The report also says there was disagreement on the timing with some organisers within the MDC maintaining that Zimbabweans could not "wait a minute longer for mass action" since more than a year had elapsed since the disputed presidential elections. They argued that the sharp increase in the cost of living and the rampant shortages of basic commodities, including fuel and cash favoured earlier action.

"Others, however, questioned if the majority of the population was ready for the demonstration aspect of the action (as opposed to only a stay away) which the MDC sought to introduce. While the MDC should be commended for taking care to ensure that its action coincided with payday for most Zimbabweans, the fact that there was such little cash in circulation at the time mooted that concern," the report says.

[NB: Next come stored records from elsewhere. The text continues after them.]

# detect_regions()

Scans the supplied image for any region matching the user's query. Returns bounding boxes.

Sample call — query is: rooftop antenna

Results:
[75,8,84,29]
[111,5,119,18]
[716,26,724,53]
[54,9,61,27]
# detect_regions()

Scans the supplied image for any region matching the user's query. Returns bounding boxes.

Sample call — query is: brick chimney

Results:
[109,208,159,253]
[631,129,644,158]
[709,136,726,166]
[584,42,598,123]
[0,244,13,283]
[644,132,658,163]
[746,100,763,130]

It was also not clear where people who wanted to demonstrate should gather and what they should do. "The MDC had legitimate concerns regarding security and infiltration which influenced its decision to be vague about the specific form, content and timing of the action," the report says. "This, however, contributed to some frustration among activists who wanted to participate in demonstrations but who were not sure what was expected of them. While everyone knew to be looking for something, beyond the stayaway, many people were not sure exactly what that would be.

"It was also not clear whether the intention was to demonstrate in town, or to march to the State House (in Harare, at least). In the unlikely event that the protestors were permitted to arrive at State House, it was not clear what they would have done there, or how they would have progressed had they been welcomed by Mugabe. Moreover, it remained unclear exactly how these demonstrations would persuade Mugabe to the negotiating table. In the end, the multi-layered ambivalence provided many people with a convenient excuse to stay at home," the report says.

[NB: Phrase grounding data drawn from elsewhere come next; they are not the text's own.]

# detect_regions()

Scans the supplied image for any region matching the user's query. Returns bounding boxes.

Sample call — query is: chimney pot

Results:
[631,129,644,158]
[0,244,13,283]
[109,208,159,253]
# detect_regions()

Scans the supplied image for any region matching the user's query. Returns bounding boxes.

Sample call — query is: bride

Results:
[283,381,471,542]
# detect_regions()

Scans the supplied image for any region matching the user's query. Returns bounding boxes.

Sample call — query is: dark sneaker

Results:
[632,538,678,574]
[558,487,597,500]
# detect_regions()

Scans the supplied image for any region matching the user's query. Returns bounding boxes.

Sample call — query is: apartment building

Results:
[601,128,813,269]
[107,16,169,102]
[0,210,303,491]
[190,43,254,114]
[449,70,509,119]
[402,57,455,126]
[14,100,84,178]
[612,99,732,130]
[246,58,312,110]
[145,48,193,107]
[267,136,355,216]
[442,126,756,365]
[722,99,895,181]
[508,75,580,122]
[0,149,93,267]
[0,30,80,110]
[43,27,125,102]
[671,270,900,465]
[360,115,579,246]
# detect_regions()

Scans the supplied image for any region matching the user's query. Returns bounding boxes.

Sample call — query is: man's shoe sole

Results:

The report also says there was very little coordination with civic organisations with most of them reading about the date and activities of the mass action in the independent press. It says a number of issues remained unresolved during the mass action. These included the pre-mature announcement to the press of the intended action, lack of clarity on how to counter anticipated state repression, methods of how ordinary citizens would get information in view of their lack of access to the independent media, methods of how interested individuals would identify party leadership at various strategic points, the role of civic society in mobilising support for the mass action, methods of ensuring accountability and measuring effectiveness of the action, and strategies to account for and assist victims of state repression.

Despite these shortcomings, the report says the mass action was a success because the MDC had managed to bring the nation to halt despite the massive state repression. "The fact that the opposition leader can call on employers and workers alike to close their businesses, and have this call to action heeded nationwide for five full days-despite intimidation and recrimination by the ruling party-is a powerful testimony to the considerable influence the MDC wields," the report says.

But it adds that despite the state repression, "the MDC dangerously oversimplified the problem in its mass communications. Many people entered the week of June 2-6 naively hoping that one decisive week of action would cause an entrenched and determined regime to lay down its arms and concede to negotiations".

"While psychologically it was important to motivate Zimbabweans that their commitment to mass action could yield an immediate and tangible result, this strategy delivered unrealistic expectations of a swift and decisive victory for the pro-democracy movement. Herein lies the challenge for pro-democracy forces, namely how to maintain realistic expectations of an action while motivating constituents and providing hope to the nation."

The report says the strengths and shortcomings of the "final push" must therefore be analysed carefully and rationally. "The collective frustration of a people ready to defend their rights and insist on good governance is a powerful force. With greater coordination and careful strategising, this will easily become the most important tool in the struggle to achieve a democratic Zimbabwe."